The government recently revealed that average UK house prices rose by 11.8 per cent between September 2020 and September 2021, and Law believes that prices will keep on rising if the PRA doesn’t act soon. However, there has been a shift in the sorts of houses that people want to buy.
“People want to live in different places relative to where they were two years ago,” he says. “They’ve all wanted to move outwards generally. They want more outdoor space, and they want homeworking space.
“Working from home and hybrid working has fundamentally changed for a lot of people the ability to work much further from their office in the place of work. So people are moving substantial distances away.”
While Law hasn’t seen substantial demand for rural properties, he has noticed that far more people are moving out of the cities and into suburbs, towns and villages.
On the commercial property front, the changes are happening much more slowly.

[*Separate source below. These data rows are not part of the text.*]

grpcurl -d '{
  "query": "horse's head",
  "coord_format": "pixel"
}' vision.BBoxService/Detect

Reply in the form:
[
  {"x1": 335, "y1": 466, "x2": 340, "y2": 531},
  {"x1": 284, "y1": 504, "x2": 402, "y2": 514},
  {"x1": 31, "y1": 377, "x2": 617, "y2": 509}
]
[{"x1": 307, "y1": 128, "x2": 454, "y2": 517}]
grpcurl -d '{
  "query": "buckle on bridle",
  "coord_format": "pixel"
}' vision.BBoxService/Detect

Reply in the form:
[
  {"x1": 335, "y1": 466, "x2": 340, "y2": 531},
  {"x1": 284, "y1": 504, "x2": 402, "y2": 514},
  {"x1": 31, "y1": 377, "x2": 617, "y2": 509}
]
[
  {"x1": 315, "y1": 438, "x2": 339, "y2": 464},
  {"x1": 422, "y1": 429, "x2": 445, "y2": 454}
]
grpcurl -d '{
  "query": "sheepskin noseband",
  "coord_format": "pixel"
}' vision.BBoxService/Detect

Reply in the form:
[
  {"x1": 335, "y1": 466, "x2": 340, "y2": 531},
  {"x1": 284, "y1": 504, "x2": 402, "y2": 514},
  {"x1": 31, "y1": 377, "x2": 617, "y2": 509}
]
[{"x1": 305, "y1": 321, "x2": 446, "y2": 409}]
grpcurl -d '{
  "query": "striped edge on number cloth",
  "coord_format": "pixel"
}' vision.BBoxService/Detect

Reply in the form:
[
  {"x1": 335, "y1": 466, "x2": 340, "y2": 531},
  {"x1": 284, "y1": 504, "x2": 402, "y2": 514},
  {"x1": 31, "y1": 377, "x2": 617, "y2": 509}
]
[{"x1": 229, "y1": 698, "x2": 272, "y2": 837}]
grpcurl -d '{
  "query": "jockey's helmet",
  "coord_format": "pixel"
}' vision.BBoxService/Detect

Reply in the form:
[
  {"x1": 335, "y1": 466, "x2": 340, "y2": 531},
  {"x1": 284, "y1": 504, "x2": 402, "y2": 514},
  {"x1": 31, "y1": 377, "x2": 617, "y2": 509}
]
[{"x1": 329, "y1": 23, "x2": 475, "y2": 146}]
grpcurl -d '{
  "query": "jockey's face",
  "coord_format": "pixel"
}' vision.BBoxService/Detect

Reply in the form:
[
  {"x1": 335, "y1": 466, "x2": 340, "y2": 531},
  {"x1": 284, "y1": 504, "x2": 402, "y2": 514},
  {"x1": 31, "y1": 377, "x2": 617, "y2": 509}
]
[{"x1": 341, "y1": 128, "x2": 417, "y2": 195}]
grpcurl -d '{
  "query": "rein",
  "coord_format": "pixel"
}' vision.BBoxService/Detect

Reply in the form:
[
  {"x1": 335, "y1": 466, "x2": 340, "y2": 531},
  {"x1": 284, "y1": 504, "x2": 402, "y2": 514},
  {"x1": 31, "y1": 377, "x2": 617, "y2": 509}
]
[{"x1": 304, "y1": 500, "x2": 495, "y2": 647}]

“I think that the reason we haven’t seen acknowledgement of a huge change in the commercial marketplace is because of the lag created by long leases, which is softening off how fast things are changing,” Law says.
“Many businesses are struggling with a lease for a building far bigger than they really need, but maybe they’ve got five years left on their lease.”
Assetz is already prepared for the shifting property landscape by funding houses rather than apartments, usually outside city centres and away from the South East and London.
“Our investors will continue to see some very robust investment opportunities with our housing funding,” Law says.